The following VHDL and Verilog designs show how to describe a register with a clock enable and either an asynchronous preset or a clear.
-- FF_EXAMPLE.VHD
-- May 1997
-- Example of Implementing Registers
library IEEE;
use IEEE.std_logic_1164.all;
use IEEE.std_logic_unsigned.all;
entity ff_example is
port ( RESET, CLOCK, ENABLE: in STD_LOGIC;
D_IN: in STD_LOGIC_VECTOR (7 downto 0);
A_Q_OUT: out STD_LOGIC_VECTOR (7 downto 0);
B_Q_OUT: out STD_LOGIC_VECTOR (7 downto 0);
C_Q_OUT: out STD_LOGIC_VECTOR (7 downto 0);
D_Q_OUT: out STD_LOGIC_VECTOR (7 downto 0));
end ff_example;
architecture BEHAV of ff_example is
begin
-- D flip-flop
FF: process (CLOCK)
begin
if (CLOCK'event and CLOCK='1') then
A_Q_OUT <= D_IN;
end if;
end process; -- End FF
-- Flip-flop with asynchronous reset
FF_ASYNC_RESET: process (RESET, CLOCK)
begin
if (RESET = '1') then
B_Q_OUT <= 00000000;
elsif (CLOCK'event and CLOCK='1') then
B_Q_OUT <= D_IN;
end if;
end process; -- End FF_ASYNC_RESET
-- Flip-flop with asynchronous set
FF_ASYNC_SET: process (RESET, CLOCK)
begin
if (RESET = '1') then
C_Q_OUT <= 11111111;
elsif (CLOCK'event and CLOCK = '1') then
C_Q_OUT <= D_IN;
end if;
end process; -- End FF_ASYNC_SET
-- Flip-flop with asynchronous reset and clock
enable
FF_CLOCK_ENABLE: process (ENABLE, RESET, CLOCK)
begin
if (RESET = '1') then
D_Q_OUT <= 00000000;
elsif (CLOCK'event and CLOCK='1') then
if (ENABLE='1') then
D_Q_OUT <= D_IN;
end if;
end if;
end process; -- End FF_CLOCK_ENABLE
end BEHAV;
/* Example of Implementing Registers
* FF_EXAMPLE.V
* May 1997 */
module ff_example (RESET, CLOCK, ENABLE, D_IN,
A_Q_OUT, B_Q_OUT, C_Q_OUT, D_Q_OUT);
input RESET, CLOCK, ENABLE;
input [7:0] D_IN;
output [7:0] A_Q_OUT;
output [7:0] B_Q_OUT;
output [7:0] C_Q_OUT;
output [7:0] D_Q_OUT;
reg [7:0] A_Q_OUT;
reg [7:0] B_Q_OUT;
reg [7:0] C_Q_OUT;
reg [7:0] D_Q_OUT;
// D flip-flop
always @(posedge CLOCK)
begin
A_Q_OUT <= D_IN;
end
// Flip-flop with asynchronous reset
always @(posedge RESET or posedge CLOCK)
begin
if (RESET)
B_Q_OUT <= 8'b00000000;
else
B_Q_OUT <= D_IN;
end
// Flip-flop with asynchronous set
always @(posedge RESET or posedge CLOCK)
begin
if (RESET)
C_Q_OUT <= 8'b11111111;
else
C_Q_OUT <= D_IN;
end
//Flip-flop with asynchronous reset & clock enable
always @(posedge RESET or posedge CLOCK)
begin
if (RESET)
D_Q_OUT <= 8'b00000000;
else if (ENABLE)
D_Q_OUT <= D_IN;
end
endmodule
Use the CLB clock enable pin instead of gated clocks in your designs.
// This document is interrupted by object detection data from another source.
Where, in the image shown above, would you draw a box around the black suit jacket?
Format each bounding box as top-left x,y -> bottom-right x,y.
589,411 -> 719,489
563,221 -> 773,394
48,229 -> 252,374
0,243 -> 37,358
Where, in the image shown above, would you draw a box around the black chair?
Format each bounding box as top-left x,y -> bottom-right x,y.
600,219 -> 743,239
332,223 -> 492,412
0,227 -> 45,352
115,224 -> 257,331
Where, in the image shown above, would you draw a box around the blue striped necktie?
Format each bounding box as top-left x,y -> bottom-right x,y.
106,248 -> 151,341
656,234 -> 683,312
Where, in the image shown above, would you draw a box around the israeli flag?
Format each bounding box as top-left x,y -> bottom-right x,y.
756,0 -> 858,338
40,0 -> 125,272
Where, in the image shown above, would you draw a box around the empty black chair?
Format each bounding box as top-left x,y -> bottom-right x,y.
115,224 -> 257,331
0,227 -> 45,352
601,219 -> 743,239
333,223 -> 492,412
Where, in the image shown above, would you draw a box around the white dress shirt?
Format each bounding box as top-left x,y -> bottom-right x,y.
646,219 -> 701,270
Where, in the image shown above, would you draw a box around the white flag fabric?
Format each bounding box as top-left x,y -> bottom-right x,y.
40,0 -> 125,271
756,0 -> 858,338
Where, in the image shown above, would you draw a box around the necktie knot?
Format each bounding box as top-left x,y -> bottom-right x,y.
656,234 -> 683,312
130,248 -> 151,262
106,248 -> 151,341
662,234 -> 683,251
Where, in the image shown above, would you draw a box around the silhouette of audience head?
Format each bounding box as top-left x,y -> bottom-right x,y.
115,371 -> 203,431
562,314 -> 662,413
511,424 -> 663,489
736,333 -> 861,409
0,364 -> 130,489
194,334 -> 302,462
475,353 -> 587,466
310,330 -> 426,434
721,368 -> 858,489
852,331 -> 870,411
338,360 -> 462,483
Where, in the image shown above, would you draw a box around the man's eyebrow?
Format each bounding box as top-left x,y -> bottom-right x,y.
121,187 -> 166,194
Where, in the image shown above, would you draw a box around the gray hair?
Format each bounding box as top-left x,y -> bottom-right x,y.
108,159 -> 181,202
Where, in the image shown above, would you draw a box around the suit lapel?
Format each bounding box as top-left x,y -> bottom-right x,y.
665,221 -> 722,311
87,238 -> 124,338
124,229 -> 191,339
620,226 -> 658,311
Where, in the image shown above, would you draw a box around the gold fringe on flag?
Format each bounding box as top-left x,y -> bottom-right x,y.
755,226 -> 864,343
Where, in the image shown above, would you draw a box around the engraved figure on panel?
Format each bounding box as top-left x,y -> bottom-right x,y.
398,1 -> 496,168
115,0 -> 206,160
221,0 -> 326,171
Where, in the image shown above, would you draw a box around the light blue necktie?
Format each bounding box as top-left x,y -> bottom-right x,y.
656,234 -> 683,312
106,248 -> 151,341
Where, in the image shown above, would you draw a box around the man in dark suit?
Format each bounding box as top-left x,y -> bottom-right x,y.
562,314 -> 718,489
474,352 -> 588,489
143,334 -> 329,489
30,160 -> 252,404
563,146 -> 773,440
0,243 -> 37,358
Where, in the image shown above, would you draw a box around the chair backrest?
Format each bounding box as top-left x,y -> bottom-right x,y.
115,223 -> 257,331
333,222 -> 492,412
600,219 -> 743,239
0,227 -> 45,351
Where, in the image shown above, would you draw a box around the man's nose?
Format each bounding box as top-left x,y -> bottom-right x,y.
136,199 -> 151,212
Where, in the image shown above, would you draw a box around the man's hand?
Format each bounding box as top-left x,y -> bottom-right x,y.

Gated clocks can introduce glitches, increased clock delay, clock skew, and other undesirable effects. The first two examples in this section (VHDL and Verilog) illustrate a design that uses a gated clock. The Implementation of Gated Clock figure shows this design implemented with gates. Following these examples are VHDL and Verilog designs that show how you can modify the gated clock design to use the clock enable pin of the CLB. The Implementation of Clock Enable figure shows this design implemented with gates.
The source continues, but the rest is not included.